If evidence is not relevant it is not admissible at trial. So what exactly is relevant evidence in a personal injury lawsuit? Reasons for judgement were released today by the BC Supreme Court, Vancouver Registry, providing a concise and useful definition.
In today’s case (Beazley v. Suzuki Motor Corporation) the Plaintiff was injured while involved in a single vehicle accident involving a Geo Tracker. The lawsuit focused on whether the Tracker was safely designed. In support of her case the Plaintiff wished to put hundreds of documents into evidence. The Defendants objected to some of these arguing that they were not relevant.

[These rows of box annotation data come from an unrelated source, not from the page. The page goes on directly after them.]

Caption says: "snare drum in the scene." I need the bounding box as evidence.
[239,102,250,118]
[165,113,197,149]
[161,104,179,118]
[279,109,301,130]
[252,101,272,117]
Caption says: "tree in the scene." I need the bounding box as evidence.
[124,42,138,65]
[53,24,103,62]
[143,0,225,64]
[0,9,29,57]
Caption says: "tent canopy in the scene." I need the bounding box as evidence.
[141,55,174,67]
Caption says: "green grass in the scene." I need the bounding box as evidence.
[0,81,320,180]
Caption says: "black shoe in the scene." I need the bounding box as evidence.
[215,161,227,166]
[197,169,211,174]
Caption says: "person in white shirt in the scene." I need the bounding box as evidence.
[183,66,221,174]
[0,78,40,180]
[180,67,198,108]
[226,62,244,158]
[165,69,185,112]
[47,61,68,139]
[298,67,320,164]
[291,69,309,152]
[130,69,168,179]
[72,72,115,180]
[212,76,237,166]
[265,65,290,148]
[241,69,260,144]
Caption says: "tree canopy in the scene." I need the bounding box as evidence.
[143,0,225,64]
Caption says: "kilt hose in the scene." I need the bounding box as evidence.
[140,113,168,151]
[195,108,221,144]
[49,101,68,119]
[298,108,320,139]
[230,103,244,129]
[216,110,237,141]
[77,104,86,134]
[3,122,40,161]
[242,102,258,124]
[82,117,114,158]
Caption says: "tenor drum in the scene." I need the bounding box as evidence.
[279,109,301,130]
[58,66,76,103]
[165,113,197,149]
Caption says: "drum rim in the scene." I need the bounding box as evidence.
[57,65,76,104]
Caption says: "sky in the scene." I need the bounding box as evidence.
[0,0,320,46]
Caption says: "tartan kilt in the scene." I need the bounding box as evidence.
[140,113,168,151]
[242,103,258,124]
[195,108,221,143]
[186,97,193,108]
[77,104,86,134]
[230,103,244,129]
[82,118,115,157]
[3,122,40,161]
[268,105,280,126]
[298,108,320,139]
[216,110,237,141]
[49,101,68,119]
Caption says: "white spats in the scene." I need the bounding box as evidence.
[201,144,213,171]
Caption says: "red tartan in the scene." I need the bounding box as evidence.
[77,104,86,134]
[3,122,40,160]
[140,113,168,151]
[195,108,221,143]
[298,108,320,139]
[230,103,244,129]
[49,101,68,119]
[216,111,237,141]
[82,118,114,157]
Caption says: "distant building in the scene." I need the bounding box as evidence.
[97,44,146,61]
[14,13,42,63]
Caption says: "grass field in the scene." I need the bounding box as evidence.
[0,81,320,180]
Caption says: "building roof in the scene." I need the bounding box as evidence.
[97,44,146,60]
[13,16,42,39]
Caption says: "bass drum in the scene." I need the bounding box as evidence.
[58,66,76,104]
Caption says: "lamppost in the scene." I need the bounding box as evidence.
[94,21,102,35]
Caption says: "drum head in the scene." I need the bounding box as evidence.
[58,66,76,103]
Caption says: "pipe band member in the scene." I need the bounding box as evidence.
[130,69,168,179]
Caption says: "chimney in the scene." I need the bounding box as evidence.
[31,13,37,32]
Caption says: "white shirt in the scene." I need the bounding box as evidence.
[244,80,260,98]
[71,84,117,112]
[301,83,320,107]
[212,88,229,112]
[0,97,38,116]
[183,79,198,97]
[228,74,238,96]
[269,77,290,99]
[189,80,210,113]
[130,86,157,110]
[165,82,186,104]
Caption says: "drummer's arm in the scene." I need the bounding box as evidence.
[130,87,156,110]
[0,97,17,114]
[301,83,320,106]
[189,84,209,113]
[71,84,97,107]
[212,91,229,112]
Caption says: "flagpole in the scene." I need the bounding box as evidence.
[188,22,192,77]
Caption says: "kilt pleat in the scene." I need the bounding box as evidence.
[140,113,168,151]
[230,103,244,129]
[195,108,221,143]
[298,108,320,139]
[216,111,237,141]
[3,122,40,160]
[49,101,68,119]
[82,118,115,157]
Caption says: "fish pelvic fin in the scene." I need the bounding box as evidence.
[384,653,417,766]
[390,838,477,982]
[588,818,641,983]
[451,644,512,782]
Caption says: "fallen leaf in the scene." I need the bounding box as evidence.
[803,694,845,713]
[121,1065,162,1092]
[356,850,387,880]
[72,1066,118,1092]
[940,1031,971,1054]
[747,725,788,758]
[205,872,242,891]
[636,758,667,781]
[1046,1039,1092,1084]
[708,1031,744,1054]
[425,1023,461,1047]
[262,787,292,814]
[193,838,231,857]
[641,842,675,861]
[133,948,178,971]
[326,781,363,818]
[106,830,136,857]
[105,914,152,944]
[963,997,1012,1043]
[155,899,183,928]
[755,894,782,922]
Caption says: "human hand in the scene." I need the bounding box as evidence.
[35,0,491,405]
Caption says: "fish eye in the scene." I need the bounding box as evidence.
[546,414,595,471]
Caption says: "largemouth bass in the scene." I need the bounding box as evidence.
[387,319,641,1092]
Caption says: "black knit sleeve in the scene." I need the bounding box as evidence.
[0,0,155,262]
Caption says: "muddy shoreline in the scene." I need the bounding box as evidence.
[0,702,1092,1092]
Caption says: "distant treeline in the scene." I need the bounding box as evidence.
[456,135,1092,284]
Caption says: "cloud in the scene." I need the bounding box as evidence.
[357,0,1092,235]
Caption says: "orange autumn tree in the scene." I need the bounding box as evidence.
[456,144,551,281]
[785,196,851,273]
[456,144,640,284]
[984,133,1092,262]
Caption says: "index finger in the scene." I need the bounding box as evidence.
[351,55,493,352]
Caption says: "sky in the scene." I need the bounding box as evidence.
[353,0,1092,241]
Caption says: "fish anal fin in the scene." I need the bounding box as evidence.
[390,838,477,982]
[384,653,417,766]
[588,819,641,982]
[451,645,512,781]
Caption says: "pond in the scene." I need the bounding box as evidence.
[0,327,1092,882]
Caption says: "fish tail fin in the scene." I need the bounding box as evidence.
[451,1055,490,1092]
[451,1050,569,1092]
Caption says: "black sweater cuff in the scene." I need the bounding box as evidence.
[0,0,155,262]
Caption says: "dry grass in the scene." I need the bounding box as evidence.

Mr. Justice Goepel went through the objections one by one and ruled that some of the documents were relevant and some were not. Before reaching his decisions Mr. Justice Goepel provided the following useful definition of relevant evidence:
 To be admissible, evidence must be relevant to the facts in issue and not subject to exclusion under any other rule of law or policy. Evidence is relevant “where it has some tendency as a matter of logic and human experience to make the proposition for which it is advanced more likely than the proposition would appear to be in the absence of that evidence” ( D.M. Paciocco & L. Stuesser, The Law of Evidence (Toronto: Irwin Law,1996) at 19).
 In a civil case, the facts in issue are established by the pleadings. Evidence unrelated to the issues as disclosed in the pleadings is not admissible.

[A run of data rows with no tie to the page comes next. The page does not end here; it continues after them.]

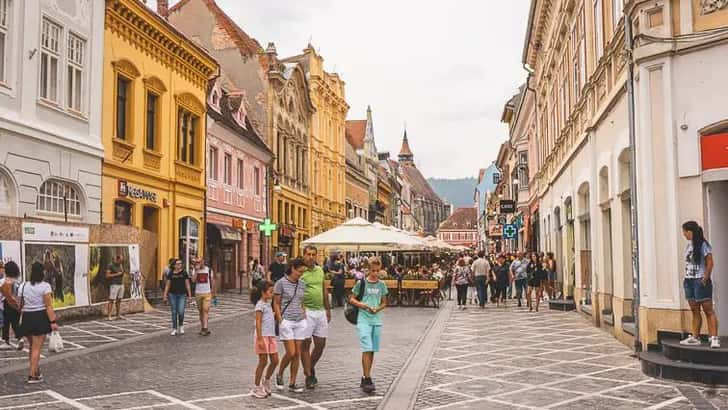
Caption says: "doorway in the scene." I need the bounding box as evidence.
[706,181,728,335]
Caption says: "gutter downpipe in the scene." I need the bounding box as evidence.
[623,10,642,353]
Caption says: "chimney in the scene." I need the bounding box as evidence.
[157,0,169,19]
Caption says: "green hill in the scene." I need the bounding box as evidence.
[427,178,478,208]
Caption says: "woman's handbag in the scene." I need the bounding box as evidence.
[48,330,63,353]
[276,280,301,336]
[344,279,366,325]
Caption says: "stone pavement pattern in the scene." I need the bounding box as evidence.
[415,306,728,410]
[0,300,437,409]
[0,293,253,366]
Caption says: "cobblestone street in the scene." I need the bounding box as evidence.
[0,297,728,410]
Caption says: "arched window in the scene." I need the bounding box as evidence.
[114,201,134,225]
[35,179,81,217]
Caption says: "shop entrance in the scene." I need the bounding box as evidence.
[706,181,728,335]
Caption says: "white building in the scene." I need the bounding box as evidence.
[0,0,104,223]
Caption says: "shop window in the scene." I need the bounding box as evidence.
[179,217,200,272]
[177,108,200,165]
[114,201,134,226]
[145,91,159,151]
[36,180,81,216]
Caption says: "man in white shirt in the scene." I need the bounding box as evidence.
[471,251,490,309]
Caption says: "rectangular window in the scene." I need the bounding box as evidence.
[238,159,245,189]
[40,17,62,102]
[222,152,233,185]
[145,91,159,151]
[177,108,200,165]
[612,0,624,31]
[594,0,604,61]
[66,34,86,112]
[207,147,217,181]
[0,0,10,82]
[116,76,131,140]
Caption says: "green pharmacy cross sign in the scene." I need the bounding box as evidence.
[260,218,278,236]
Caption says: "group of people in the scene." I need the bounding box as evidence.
[450,251,556,312]
[251,246,388,398]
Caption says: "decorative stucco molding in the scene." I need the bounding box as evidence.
[700,0,728,14]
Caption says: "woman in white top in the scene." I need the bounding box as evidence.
[18,262,58,384]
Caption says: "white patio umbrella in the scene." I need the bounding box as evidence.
[301,217,406,252]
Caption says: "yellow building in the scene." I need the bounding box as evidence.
[102,0,217,283]
[284,44,349,235]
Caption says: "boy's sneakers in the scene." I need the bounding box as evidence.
[250,385,268,399]
[276,375,286,390]
[710,336,720,349]
[680,335,700,346]
[361,377,377,394]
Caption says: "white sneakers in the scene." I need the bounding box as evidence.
[710,336,720,349]
[680,335,700,346]
[680,335,720,349]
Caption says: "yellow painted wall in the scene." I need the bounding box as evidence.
[102,0,217,277]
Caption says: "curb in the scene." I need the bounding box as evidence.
[377,302,454,410]
[0,310,253,376]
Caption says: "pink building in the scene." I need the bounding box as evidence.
[206,81,273,289]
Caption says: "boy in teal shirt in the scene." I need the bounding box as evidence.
[349,256,389,393]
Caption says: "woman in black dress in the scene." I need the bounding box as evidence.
[526,252,548,312]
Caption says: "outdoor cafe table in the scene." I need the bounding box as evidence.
[326,279,440,307]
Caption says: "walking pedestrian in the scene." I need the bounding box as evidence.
[493,254,513,307]
[510,252,528,307]
[18,262,58,384]
[106,252,124,320]
[452,258,471,309]
[471,251,490,309]
[349,256,389,394]
[0,261,25,350]
[250,280,278,399]
[680,221,720,349]
[301,245,331,389]
[163,259,192,336]
[192,258,215,336]
[330,255,346,307]
[273,258,308,393]
[526,252,548,312]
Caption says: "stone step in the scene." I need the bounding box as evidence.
[549,299,576,312]
[639,352,728,385]
[661,337,728,367]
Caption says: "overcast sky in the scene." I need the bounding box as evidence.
[158,0,530,178]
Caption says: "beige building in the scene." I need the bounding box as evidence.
[284,44,349,235]
[523,0,728,345]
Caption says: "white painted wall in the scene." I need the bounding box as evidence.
[0,0,104,223]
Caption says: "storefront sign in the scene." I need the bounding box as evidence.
[119,179,157,202]
[23,222,89,243]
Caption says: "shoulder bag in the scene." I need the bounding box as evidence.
[276,279,301,336]
[344,279,366,325]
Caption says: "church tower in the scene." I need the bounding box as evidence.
[399,129,415,165]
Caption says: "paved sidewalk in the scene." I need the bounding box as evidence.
[0,293,253,374]
[415,305,728,410]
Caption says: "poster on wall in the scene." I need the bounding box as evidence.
[0,241,23,266]
[23,222,89,309]
[88,245,142,303]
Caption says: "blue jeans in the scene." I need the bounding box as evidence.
[475,276,488,307]
[168,293,187,329]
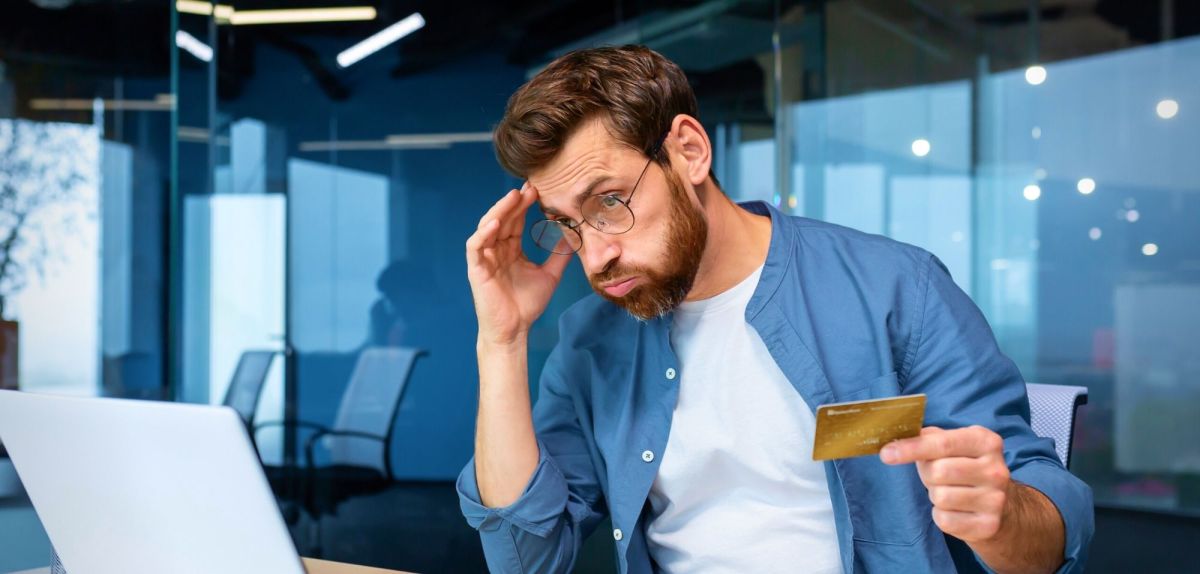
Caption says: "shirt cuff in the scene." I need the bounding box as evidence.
[976,461,1096,574]
[455,441,569,538]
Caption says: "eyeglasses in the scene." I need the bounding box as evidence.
[529,134,666,255]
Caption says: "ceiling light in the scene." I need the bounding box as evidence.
[337,12,425,67]
[175,30,212,61]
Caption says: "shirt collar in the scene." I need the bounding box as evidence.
[738,202,796,321]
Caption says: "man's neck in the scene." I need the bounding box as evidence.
[686,180,772,301]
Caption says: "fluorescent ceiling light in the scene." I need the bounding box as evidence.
[300,132,492,151]
[175,0,377,25]
[175,30,212,61]
[175,0,212,16]
[29,97,175,112]
[229,6,376,26]
[337,12,425,67]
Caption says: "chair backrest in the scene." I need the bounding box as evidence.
[325,347,422,471]
[223,351,278,426]
[1025,383,1087,467]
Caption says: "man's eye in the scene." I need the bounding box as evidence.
[600,195,622,209]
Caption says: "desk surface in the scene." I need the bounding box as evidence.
[12,558,415,574]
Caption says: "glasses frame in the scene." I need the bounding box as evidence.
[529,133,667,255]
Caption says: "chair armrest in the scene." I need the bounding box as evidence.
[253,420,329,436]
[304,429,394,480]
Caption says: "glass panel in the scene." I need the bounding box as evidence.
[0,0,174,572]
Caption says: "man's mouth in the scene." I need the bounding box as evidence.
[604,277,637,297]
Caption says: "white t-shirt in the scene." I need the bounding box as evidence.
[646,268,841,573]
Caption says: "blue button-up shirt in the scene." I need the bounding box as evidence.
[457,202,1093,573]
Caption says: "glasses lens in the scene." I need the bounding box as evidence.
[529,220,581,255]
[582,196,634,234]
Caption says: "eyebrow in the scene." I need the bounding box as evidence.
[538,175,613,217]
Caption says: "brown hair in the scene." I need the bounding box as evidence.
[494,46,697,178]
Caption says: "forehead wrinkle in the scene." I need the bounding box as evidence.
[534,150,614,211]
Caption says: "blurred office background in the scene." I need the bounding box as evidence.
[0,0,1200,572]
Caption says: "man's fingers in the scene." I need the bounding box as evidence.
[476,190,521,229]
[467,220,500,267]
[503,181,538,238]
[541,247,571,280]
[880,426,1003,465]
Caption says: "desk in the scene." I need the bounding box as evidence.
[12,558,417,574]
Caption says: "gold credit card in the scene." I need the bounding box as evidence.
[812,394,925,460]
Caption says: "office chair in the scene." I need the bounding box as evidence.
[254,347,426,557]
[222,351,278,429]
[1025,383,1087,468]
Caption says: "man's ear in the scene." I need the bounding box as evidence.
[666,114,713,186]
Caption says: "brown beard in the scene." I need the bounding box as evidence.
[588,166,708,321]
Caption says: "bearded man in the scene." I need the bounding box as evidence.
[457,47,1093,573]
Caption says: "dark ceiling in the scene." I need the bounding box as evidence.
[0,0,1200,108]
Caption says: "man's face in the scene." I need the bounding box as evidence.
[529,120,708,321]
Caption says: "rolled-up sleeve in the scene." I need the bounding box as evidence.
[901,256,1094,573]
[456,348,606,573]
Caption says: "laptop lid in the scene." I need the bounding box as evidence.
[0,390,304,574]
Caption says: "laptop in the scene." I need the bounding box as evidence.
[0,390,305,574]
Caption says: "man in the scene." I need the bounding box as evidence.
[458,47,1092,573]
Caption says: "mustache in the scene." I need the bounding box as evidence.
[588,262,654,286]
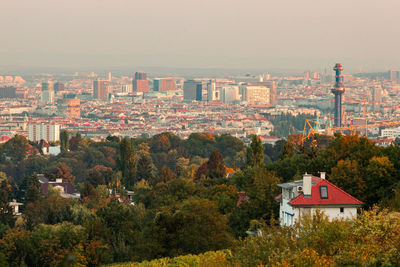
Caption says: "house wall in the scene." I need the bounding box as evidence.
[295,206,357,224]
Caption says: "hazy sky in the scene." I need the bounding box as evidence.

 Not all relevant evidence is admissible. The court must also balance the cost to the trial the process of admitting the evidence. The judge’s task was described by Sopinka J. in R. v. Mohan,  2 S.C.R. 9 at 20-21:
Relevance is a matter to be decided by a judge as question of law. Although prima facie admissible if so related to a fact in issue that it tends to establish it, that does not end the inquiry. This merely determines the logical relevance of the evidence. Other considerations enter into the decision as to admissibility. This further inquiry may be described as a cost benefit analysis, that is “whether its value is worth what it costs.” See McCormick on Evidence (3rd ed. 1984), at p. 544. Cost in this context is not used in its traditional economic sense but rather in terms of its impact on the trial process. Evidence that is otherwise logically relevant may be excluded on this basis, if its probative value is overborne by its prejudicial effect, if it involves an inordinate amount of time which is not commensurate with its value or if it is misleading in the sense that its effect on the trier of fact, particularly a jury, is out of proportion to its reliability. While frequently considered as an aspect of legal relevance, the exclusion of logically relevant evidence on these grounds is more properly regarded as a general exclusionary rule (see Morris v. The Queen,  2 S.C.R. 190). Whether it is treated as an aspect of relevance or an exclusionary rule, the effect is the same.
 While the above passage was written in the context of the admissibility of expert evidence, the same principles must be considered in determining the admissibility of any form of evidence.